L'accident...
« Je m’appelle Hélène Chavanne. J’ai eu un accident domestique à l’âge de dix ans. C’est grâce à mes parents, et je dirais même uniquement grâce à eux, que j’ai pu m’en sortir. En effet, je considère que le corps médical de l’époque n’a fait que des bêtises sur moi. Heureusement, mes parents avaient de la disponibilité et une situation financière permettant de me reprendre à domicile, contre l’avis du corps médical. Pour les médecins je n’étais qu’une enfant qui resterait allongée sur un petit chariot, sans vraie perspective d’avenir".

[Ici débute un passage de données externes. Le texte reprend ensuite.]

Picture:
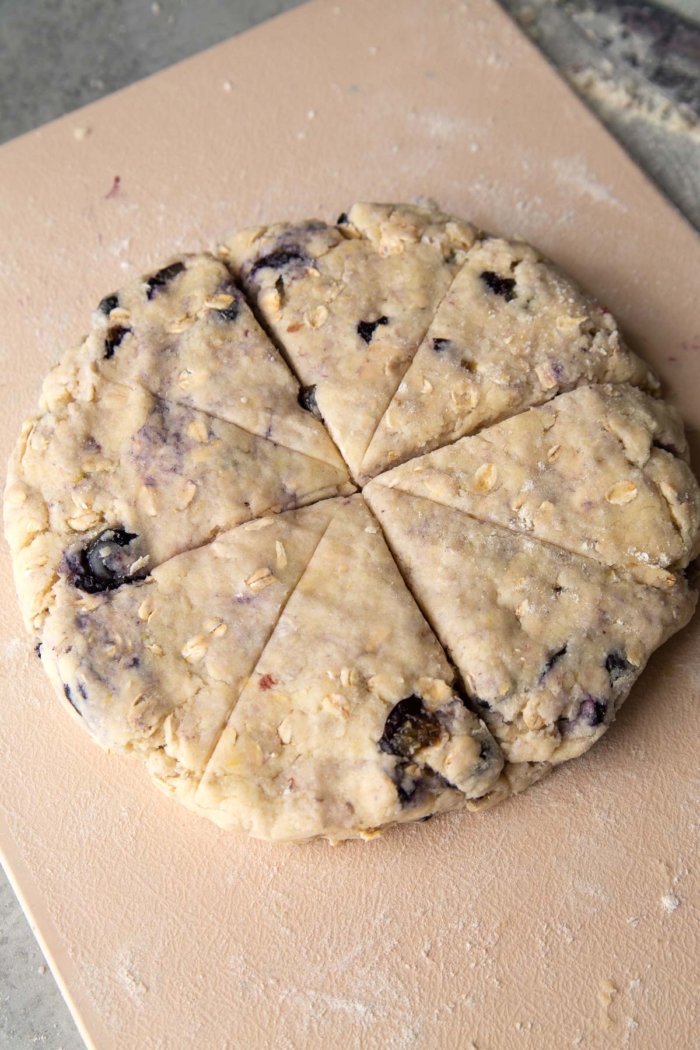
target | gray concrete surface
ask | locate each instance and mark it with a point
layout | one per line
(59, 55)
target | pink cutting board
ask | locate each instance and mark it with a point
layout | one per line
(537, 925)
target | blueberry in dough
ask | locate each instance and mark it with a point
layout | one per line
(366, 329)
(275, 260)
(163, 277)
(308, 400)
(593, 711)
(229, 313)
(113, 339)
(617, 666)
(108, 303)
(440, 344)
(409, 728)
(105, 564)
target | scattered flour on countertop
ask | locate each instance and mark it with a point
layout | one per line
(574, 173)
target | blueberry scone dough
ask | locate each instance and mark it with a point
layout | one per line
(600, 471)
(106, 457)
(208, 595)
(187, 334)
(154, 667)
(351, 303)
(548, 644)
(349, 721)
(511, 333)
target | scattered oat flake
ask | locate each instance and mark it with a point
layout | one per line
(623, 491)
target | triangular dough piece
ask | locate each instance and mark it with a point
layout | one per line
(187, 334)
(512, 332)
(154, 668)
(349, 305)
(548, 644)
(348, 721)
(168, 477)
(600, 471)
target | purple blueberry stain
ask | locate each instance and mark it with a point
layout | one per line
(162, 277)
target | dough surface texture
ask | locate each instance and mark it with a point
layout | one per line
(294, 658)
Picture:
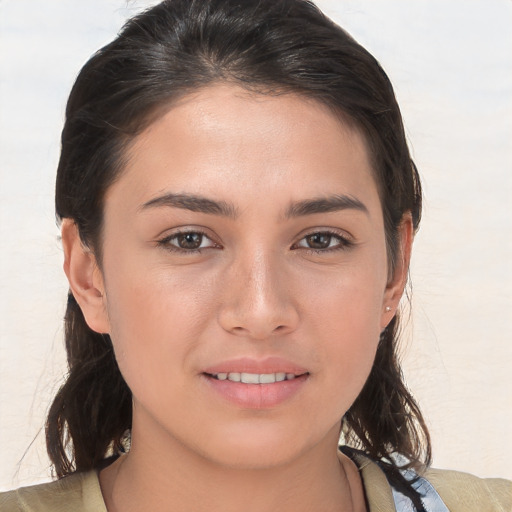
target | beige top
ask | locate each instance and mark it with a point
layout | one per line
(460, 492)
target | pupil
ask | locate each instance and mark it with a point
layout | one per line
(319, 241)
(190, 240)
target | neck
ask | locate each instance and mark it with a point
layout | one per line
(165, 475)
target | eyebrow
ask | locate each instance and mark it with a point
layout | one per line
(201, 204)
(325, 205)
(193, 203)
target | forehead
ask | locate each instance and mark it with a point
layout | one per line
(225, 140)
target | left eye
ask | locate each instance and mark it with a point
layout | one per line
(322, 241)
(187, 241)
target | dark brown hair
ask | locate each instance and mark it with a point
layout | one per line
(269, 46)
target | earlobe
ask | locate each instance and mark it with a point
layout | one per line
(396, 284)
(85, 278)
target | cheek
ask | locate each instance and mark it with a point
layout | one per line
(156, 319)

Photo : le forum de la Journée Handivalides de l'Ecole Vétérinaire de Maisons-Alfort, ce 18 mars 2010.
S'accrocher...
" En fait, ce qui se dégage de mon parcours, je pense, c’est un mélange entre, d’un côté, la bonne volonté humaine et individuelle, et de l’autre côté, le poids de la société qui vous met des bâtons dans les roues, de façon plus ou moins insidieuse. On dit que l’on fait et on ne fait pas. On dit que c’est une priorité, mais en réalité tout le monde s’en moque. Cela peut sembler un peu dur comme propos, mais c’est hélas ce que je retiens de mon expérience. Je peux paraître amère mais c’est comme ça que j’ai ressenti les choses. Disons, au moins, que tout ça forge le caractère !
Du point de vue du caractère, je suis justement plutôt quelqu’un de très tenace. J’avais l’impression que les médecins m’avaient détruite, qu’ils ne m’avaient pas laissé ma chance… Alors, j’ai voulu prouver que je pouvais faire quelque chose d’encore plus difficile que la médecine. Et comme d’autre part, j’aimais beaucoup les animaux (notamment parce que les animaux ne vous jugent pas), j’ai opté pour des études vétérinaires."
Le parcours du combattant
" Pourtant, quand je repense a posteriori à mon parcours, cela n’avait rien d’évident. Déjà, parce que, tout d’abord, suivre une scolarité normale dans les années 70, quand on est une petite fille handicapée, c’était une vraie galère.
L’énergie de la famille et l’énergie individuelle s’épuisent dans cette lutte pour y arriver, jour après jour. Or, pour pouvoir apprendre, on a justement besoin de toutes ses forces ! Par exemple, les toilettes du lycée n’étaient pas adaptées. Lorsque l’infirmière du lycée n’était pas là, c’est mon père que l’on appelait pour m’aider et il fallait compter au moins un quart d’heure pour que j’aille jusqu’aux toilettes. Tout est extrêmement chronophage. Et à l’époque, ce n’était pas du tout pris en compte ou reconnu. Heureusement, à ce niveau, cela va un peu mieux maintenant."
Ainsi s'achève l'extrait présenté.